I visited several sites which told me about the top 5, top 10, top 50 Tuscan dishes. And you can probably do no better than going to the Tuscany Tourist site which also has recipes for them all. It actually wasn't all that difficult to decide on my meal because pretty quickly you realise what the most common dishes are and some of them are very easily eliminated. Crostini - with chicken livers. Not very filling and we don't like chicken livers. Pappardelle al lepre - pasta with a hare sauce. No hares here and rabbits are also tricky to obtain. Ribollita - kale and bean soup - don't think David is keen on kale - and yes you can use other cabbage, but I don't think he's all that keen on beans either and none of the recipes suggested using a can. Of course I could have but I did want to be authentic and I think the haricot beans that I have would have needed soaking for a some time before using. Panzanella - a bread and tomato salad. Too cold for salad. I was very tempted by a peppery beef stew called Peposo - so tempted in fact that I might well try it some time soon - though I'm a bit unsure about David and pepper. There are other offal dishes - not a goer with David and so, in the end, I settled on Pappa al pomodoro - tomato and bread soup. It was a toss up between that and another soup of pasta and tomatoes. Of all the recipes I found for my chosen dish I picked Jamie Oliver's because it enabled me to use some of the too many cherry tomatoes that I had in the fridge. And the small leftover bit of Pane di Casa (which David doesn't really like) would also be perfect. Here are two pictures - Jamie's on the left and Yotam Ottolenghi's on the right:

As you can see they look pretty similar and I have to say that, for once, the finished item also looked pretty similar. It was very delicious and surprisingly rich for the very few ingredients in it. No wine, no stock, no onions. I made half quantities which was also just right. Do try it some time.

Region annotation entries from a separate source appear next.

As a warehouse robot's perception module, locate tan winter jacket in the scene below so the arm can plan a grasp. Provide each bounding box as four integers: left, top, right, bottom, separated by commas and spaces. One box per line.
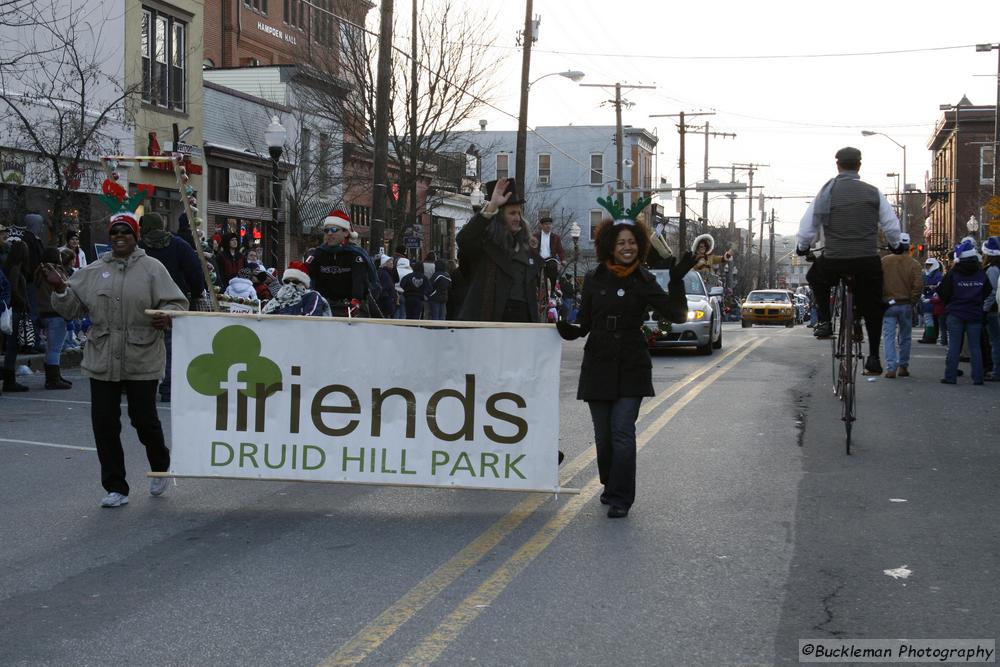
882, 253, 924, 304
52, 248, 188, 382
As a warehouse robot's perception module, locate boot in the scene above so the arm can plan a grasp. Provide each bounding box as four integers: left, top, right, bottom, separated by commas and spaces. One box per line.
45, 364, 70, 389
3, 368, 28, 392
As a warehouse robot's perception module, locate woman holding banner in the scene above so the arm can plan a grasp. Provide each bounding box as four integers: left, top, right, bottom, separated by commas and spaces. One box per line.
43, 212, 188, 507
556, 199, 694, 519
455, 178, 542, 322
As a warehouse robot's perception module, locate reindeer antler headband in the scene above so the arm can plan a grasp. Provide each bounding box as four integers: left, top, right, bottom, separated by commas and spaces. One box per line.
597, 197, 653, 225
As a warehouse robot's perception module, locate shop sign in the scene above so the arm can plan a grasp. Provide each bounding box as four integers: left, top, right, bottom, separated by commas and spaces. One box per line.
257, 21, 298, 46
229, 169, 257, 206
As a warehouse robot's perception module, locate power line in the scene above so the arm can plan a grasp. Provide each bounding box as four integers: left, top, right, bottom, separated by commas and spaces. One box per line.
479, 44, 975, 61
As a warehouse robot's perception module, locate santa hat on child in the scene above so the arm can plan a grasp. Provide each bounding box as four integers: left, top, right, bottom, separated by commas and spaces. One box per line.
983, 236, 1000, 257
323, 210, 351, 232
281, 262, 310, 287
691, 234, 715, 255
108, 211, 139, 238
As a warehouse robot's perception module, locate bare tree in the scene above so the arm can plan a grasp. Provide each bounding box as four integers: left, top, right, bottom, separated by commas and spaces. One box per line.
294, 0, 503, 243
0, 0, 140, 237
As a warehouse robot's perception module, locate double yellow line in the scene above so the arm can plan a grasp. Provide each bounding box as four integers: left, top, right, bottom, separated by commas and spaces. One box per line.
320, 337, 766, 667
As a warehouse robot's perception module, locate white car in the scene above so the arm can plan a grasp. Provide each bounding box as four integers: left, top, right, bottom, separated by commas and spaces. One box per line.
644, 269, 722, 355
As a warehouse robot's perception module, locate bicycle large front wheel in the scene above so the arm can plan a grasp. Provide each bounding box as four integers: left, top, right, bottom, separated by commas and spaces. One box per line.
837, 289, 861, 456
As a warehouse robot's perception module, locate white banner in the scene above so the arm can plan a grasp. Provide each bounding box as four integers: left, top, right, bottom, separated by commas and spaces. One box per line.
170, 313, 561, 491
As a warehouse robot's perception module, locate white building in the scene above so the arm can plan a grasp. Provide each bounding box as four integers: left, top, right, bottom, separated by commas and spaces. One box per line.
460, 125, 657, 252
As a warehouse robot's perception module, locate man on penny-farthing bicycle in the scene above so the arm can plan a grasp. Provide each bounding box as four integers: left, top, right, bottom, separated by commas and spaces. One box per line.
796, 147, 900, 375
534, 215, 565, 300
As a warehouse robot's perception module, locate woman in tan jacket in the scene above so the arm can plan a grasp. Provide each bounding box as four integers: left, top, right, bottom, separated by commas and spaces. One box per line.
45, 213, 188, 507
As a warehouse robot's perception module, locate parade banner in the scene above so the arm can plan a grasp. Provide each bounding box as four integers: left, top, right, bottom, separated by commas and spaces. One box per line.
169, 313, 561, 491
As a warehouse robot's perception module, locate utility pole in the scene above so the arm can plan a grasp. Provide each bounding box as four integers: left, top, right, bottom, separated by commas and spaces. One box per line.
750, 192, 767, 289
727, 167, 743, 241
767, 208, 777, 289
689, 120, 736, 233
649, 111, 715, 254
514, 0, 535, 199
615, 82, 620, 206
406, 0, 423, 252
368, 0, 392, 252
579, 83, 656, 206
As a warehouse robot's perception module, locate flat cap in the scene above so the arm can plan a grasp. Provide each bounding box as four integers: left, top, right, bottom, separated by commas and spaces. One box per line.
836, 146, 861, 162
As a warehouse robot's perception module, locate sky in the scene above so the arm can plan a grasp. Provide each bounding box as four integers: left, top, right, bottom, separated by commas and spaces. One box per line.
404, 0, 1000, 240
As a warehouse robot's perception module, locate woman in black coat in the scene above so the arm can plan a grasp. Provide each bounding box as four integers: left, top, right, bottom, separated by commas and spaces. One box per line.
556, 214, 694, 519
455, 178, 542, 322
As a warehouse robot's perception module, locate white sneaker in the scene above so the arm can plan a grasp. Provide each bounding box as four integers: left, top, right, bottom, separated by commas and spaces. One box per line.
149, 477, 170, 496
101, 491, 128, 507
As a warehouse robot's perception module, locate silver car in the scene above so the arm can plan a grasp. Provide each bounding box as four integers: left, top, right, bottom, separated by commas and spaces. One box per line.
643, 269, 722, 355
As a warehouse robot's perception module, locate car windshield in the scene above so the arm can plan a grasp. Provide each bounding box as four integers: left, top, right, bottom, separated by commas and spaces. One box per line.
651, 269, 708, 296
747, 292, 788, 303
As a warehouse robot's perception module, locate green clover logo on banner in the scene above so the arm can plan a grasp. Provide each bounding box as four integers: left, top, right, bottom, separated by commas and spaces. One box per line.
187, 326, 281, 398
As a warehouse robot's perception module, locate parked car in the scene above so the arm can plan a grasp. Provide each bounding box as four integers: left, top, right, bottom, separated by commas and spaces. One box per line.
644, 269, 722, 354
742, 290, 795, 329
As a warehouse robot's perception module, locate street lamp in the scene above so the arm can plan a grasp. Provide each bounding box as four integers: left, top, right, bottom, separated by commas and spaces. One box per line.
976, 44, 1000, 197
514, 70, 584, 198
569, 220, 580, 307
264, 116, 288, 268
965, 215, 979, 245
885, 171, 906, 215
528, 69, 586, 90
861, 130, 910, 232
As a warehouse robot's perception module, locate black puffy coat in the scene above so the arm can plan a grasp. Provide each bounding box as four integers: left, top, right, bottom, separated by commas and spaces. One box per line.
456, 213, 542, 322
560, 265, 687, 401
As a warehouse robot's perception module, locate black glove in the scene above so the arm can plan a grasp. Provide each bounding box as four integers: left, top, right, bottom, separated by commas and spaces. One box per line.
666, 250, 697, 282
556, 320, 580, 340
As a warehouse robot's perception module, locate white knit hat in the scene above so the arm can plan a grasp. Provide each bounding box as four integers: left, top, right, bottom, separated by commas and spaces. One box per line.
323, 210, 351, 232
955, 239, 979, 260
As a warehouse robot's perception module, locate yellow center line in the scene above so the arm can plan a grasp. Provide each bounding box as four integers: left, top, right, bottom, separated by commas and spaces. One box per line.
399, 338, 766, 666
320, 332, 764, 667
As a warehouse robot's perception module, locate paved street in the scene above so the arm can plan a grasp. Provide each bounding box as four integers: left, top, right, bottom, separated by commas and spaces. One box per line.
0, 324, 1000, 666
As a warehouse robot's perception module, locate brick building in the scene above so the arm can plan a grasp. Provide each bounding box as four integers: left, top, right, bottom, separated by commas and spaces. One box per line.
924, 97, 996, 252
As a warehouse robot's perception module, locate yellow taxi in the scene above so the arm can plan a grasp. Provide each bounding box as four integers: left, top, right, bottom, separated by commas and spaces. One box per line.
740, 290, 795, 329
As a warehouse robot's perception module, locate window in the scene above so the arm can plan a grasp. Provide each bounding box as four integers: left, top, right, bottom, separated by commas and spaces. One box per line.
318, 132, 330, 189
139, 8, 187, 111
538, 153, 552, 185
497, 153, 510, 181
311, 0, 335, 46
208, 165, 229, 202
590, 153, 604, 185
590, 208, 604, 241
282, 0, 306, 30
257, 174, 271, 208
979, 146, 995, 183
299, 127, 312, 190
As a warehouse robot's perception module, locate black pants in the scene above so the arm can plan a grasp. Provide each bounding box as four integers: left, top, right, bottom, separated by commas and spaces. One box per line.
90, 379, 170, 496
587, 396, 642, 509
806, 257, 885, 357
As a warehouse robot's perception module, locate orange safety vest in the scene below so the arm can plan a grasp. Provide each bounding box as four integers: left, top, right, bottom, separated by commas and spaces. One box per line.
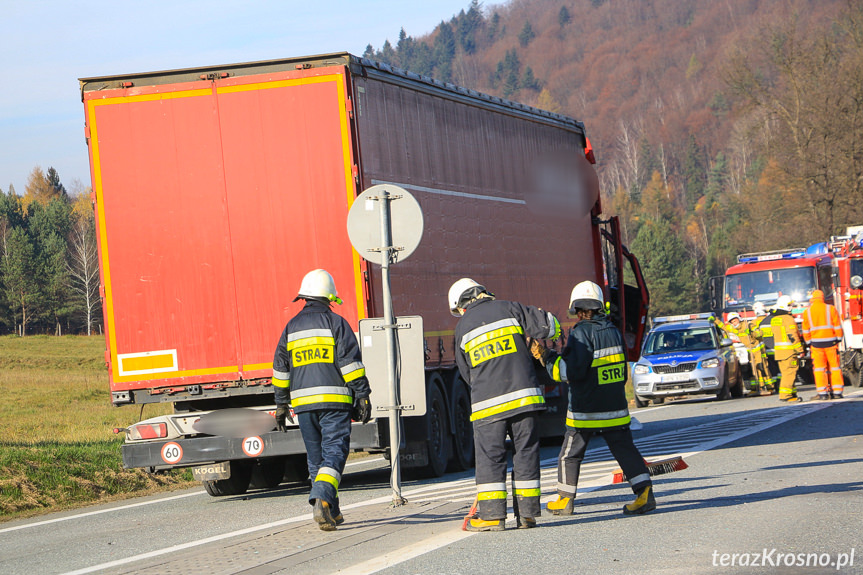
801, 299, 842, 347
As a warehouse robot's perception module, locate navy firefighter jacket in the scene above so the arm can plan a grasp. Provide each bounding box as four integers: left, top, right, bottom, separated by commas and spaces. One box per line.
455, 297, 560, 425
272, 300, 371, 413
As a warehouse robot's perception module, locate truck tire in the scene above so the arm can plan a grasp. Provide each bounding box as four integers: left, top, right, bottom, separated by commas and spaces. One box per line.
284, 454, 310, 484
201, 461, 252, 497
447, 378, 475, 471
417, 376, 451, 477
249, 457, 287, 489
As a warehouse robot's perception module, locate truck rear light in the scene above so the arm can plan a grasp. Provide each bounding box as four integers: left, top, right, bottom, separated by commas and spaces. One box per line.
128, 423, 168, 439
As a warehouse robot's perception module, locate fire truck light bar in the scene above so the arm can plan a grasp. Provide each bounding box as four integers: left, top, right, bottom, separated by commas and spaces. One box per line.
737, 250, 806, 264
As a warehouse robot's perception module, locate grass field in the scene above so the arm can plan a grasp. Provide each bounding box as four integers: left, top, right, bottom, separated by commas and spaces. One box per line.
0, 336, 195, 521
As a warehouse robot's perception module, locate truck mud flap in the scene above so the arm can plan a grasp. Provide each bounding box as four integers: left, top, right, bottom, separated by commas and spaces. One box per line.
122, 424, 380, 469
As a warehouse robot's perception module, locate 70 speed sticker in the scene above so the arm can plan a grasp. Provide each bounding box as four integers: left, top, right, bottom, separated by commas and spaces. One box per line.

And finally I tried for something else Tuscan - Schiacciata all'uvia which is a kind of focaccia but with grapes and fennel seeds on top, plus a little bit of sugar. Perfect to go with the cheese I thought. And it was really. A very different, unusual taste. Not popular with my husband though - he doesn't like sweet things with cheese - even though all the gourmets recommend it. I used Yotam Ottolenghi's recipe (no picture), so I give you a picture gleaned elsewhere. Some of the other recipes I found used rosemary rather than fennel. I confess that mind didn't rise quite as much - but enough for me not to feel I had totally failed.

Oh and Pecorino is made in Tuscany as well as that glorious olive oil. The soup by the way was lavish with the olive oil.

So a delicious bit of cucina povera which was actually pretty rich. And no spinach in sight.